Same Day Emergency Care (SDEC)
The SDEC area was hard to find and lacked proper signposting from the main ED. At times, patients had to walk back to the main reception to check in because the SDEC desk was unstaffed. Security issues were recorded, including unlocked doors, accessible supply cupboards, logged-in computers, and visible patient information. Many patients did not understand why they were required to stay in SDEC, particularly when waiting for results, referrals, or prescriptions that they felt could be communicated remotely. Only one waiting area was used even when the other was empty, leading to overcrowding and frustration. No food was available, and patients were afraid to leave in case their name was called.
Majors
Majors was described as chaotic, cramped, and sometimes dirty. Many patients stayed more than 12 hours, despite the area not being designed for long stays, and some had to sleep in reclining plastic chairs without bedding. Bay 1 in particular presented issues around privacy and comfort, with patients of mixed genders in a small open area. Food provision was inconsistent, with some patients—especially those with health or dietary needs—going long periods without being offered food or drink.
Corridor Care
Corridor care was widely observed and had become “normalised,” which concerned both patients and Healthwatch Richmond. Patients lying in corridors experienced noise, lack of privacy, delays in receiving pain relief, and poor communication. Witnessing corridor care also distressed other patients. Despite this, staff caring for patients in corridors were repeatedly described as kind and respectful.

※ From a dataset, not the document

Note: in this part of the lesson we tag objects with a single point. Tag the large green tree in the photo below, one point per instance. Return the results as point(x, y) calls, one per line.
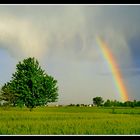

Clinical Decision Unit (CDU)
The CDU was sometimes left unsupervised despite having patients present. Curtains were left open, and private conversations were overheard. Patient documents were left visible, and the environment was cluttered. While the CDU had better ventilation than other areas, it suffered from similar issues around privacy and organisation.
Communication
Across all areas, patients most frequently requested clearer information about waiting times, next steps, and the severity of their condition. In some cases, poor communication contributed to frustration and anxiety. A follow-up survey showed significant delays in GPs receiving discharge summaries, which in one case delayed cancer treatment.
Cleanliness, Safety, and Food Provision
Litter was seen outside the ED entrance, and bathrooms across the department were often unclean or poorly maintained. Food provision was a major issue across ED areas, especially overnight. Vending machines frequently did not work, and patients with specific dietary needs struggled to access appropriate food. Many patients waited up to 15 hours between meals.
Conclusions
Patients praised staff but were clear that the ED environment, processes, communication, and amenities were inadequate. Key problems included long waits, poor information, difficulties navigating the department, insufficient food and drink access, cleanliness issues, lack of staff presence in key areas, and concerning security lapses in the SDEC.
Recommendations
Healthwatch Richmond made extensive recommendations, including improving cleanliness, ensuring staff presence in the entrance, fixing food provision, enhancing signage, improving overnight comfort, securing the SDEC, reducing corridor care, and improving communication about waits and care pathways.